Using the tools learned in General Assembley's Data Science Immersive course, we will collect data via an API request and then building a binary classification predictior. In particular, we will apply this in the realm of Reddit. Using NLP, what characteristics of a post on Reddit contribute most to which subreddit it belongs to? Our data will focus on Texas Senate race between Ted Cruz (R) and Beto O'Rourke (D).
Python Packages Used:
- Pandas
- Numpy
- Scikit-Learn
Build function to scrape reddit with inputs of subreddit name and number of pages to pull Reddit's API is limited to the last 1000 post for any subreddit, so how active a subreddit is can determine how frequently it is necessary to pull pages.

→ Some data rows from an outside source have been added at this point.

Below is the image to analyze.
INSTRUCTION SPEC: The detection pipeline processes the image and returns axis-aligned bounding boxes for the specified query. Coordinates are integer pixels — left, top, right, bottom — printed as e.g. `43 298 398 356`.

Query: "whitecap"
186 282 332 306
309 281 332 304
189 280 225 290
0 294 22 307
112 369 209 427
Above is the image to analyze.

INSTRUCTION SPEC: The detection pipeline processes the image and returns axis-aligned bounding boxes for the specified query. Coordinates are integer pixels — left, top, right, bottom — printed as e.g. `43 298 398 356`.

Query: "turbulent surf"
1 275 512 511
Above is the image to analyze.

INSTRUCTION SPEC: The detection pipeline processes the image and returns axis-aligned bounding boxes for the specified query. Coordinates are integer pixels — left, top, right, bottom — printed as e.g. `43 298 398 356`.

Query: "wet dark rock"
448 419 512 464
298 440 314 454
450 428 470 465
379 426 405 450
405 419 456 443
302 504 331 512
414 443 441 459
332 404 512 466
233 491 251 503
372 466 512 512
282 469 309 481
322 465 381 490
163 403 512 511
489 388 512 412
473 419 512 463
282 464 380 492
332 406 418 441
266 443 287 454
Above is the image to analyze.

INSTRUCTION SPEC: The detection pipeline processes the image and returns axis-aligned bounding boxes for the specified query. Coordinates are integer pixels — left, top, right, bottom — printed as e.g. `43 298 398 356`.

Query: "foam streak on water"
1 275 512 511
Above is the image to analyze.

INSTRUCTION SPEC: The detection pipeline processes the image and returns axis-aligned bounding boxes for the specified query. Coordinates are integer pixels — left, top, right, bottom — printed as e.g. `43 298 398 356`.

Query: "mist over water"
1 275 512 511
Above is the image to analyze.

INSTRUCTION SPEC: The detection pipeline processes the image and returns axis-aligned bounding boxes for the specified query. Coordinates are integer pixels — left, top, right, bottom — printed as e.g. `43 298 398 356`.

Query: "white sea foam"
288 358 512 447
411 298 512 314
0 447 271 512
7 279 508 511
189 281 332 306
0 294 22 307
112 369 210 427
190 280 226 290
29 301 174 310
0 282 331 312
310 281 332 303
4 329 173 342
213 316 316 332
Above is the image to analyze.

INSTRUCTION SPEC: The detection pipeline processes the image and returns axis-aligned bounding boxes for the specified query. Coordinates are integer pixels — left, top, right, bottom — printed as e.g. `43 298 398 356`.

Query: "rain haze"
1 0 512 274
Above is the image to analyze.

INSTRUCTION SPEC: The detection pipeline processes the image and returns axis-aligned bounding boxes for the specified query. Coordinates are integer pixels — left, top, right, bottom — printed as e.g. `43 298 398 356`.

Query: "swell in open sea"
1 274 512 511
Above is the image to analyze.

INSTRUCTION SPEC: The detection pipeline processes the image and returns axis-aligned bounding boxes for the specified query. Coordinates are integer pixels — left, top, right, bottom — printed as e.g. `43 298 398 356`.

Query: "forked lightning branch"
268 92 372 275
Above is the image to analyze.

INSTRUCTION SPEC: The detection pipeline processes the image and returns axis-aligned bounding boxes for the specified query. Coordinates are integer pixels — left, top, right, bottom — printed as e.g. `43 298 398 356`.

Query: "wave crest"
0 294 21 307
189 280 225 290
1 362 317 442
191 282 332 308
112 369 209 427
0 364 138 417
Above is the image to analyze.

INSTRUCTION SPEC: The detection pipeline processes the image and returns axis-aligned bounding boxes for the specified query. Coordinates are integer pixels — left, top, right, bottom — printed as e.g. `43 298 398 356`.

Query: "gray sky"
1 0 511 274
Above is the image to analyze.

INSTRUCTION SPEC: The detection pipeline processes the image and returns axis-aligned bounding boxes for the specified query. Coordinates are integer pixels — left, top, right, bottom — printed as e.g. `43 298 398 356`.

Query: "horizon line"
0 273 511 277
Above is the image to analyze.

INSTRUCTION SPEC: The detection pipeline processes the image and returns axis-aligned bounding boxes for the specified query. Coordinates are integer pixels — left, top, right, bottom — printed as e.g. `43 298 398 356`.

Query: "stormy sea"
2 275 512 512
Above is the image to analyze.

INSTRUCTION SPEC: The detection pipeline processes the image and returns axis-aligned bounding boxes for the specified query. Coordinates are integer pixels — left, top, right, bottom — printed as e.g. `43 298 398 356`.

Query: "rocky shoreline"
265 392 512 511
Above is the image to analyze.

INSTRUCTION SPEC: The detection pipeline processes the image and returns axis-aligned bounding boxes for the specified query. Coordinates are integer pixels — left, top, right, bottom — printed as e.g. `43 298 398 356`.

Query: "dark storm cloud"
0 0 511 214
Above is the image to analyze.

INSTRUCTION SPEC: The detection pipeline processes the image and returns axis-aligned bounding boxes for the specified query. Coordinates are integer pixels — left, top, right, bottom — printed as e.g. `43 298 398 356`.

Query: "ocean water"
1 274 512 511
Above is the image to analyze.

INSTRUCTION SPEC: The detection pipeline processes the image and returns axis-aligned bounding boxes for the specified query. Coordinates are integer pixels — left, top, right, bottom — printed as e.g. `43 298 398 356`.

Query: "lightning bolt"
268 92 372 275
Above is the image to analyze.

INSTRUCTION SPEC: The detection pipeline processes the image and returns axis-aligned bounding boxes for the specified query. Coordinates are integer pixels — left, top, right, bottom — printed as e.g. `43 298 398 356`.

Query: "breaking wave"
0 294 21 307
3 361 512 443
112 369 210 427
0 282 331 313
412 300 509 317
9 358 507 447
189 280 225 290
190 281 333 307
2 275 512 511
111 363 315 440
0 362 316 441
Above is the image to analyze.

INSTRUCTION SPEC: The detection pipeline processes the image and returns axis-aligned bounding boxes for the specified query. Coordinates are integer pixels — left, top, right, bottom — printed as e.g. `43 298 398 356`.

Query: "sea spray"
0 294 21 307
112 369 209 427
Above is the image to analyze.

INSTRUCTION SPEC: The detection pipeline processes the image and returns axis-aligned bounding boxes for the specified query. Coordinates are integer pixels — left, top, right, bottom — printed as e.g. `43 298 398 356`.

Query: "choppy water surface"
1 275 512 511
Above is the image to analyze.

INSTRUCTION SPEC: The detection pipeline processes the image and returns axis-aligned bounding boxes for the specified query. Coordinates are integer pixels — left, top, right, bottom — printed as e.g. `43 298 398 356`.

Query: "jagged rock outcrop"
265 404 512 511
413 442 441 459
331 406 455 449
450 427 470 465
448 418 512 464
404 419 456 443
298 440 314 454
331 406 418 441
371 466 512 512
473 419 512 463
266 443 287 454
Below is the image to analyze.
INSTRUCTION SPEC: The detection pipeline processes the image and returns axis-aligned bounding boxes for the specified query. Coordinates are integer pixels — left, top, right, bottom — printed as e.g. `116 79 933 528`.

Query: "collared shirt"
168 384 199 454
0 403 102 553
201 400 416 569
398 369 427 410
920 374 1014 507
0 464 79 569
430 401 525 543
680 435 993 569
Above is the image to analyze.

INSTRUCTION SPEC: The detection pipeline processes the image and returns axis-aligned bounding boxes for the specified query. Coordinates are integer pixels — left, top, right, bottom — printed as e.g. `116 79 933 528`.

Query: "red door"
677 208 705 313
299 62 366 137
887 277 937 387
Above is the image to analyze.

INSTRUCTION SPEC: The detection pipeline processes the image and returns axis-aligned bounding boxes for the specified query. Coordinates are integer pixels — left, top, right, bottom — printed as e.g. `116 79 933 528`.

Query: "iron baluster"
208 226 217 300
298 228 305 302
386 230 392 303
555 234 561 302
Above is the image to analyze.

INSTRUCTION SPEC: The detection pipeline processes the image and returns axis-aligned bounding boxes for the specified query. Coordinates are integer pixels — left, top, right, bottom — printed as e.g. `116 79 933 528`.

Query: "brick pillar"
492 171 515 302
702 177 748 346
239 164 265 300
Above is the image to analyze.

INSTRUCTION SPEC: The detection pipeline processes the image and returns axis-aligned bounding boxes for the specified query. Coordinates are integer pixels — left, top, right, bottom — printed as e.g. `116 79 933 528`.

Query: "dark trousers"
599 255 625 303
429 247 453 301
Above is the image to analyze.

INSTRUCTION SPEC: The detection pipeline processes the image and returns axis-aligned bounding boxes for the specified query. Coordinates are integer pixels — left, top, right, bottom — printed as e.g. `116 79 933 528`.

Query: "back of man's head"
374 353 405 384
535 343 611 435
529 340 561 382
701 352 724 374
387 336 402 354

Clean data into useful corpus and assign each with a label of it's subreddit source. This creates domain specific training data that then can be used to classify new data.
Classification
- Use GridSearch and Pipelines to find best predictive model Run through different model types and GridSearch hyperparameters to tune for best performance
- Metric Targeted: Accuracy
We can apply our model to a different Reddit subreddit to gauge the pulse and discussion of untagged posts. We will reference r/Texas with politic flags to see what this 'neutral' space is discussing more in terms of candidates.
After supplying r/texas data into the model, 69% of posts were geared toward Beto while 31% was geared towards Cruz. This initially indicates an advantage for Beto being the center of discussion but the sentiment for each post needs to be factored in as well.
Although we had a model that performed at a accuracy of 94%, the context of the discussion was heavily negative for both candidates for classification with a high probability.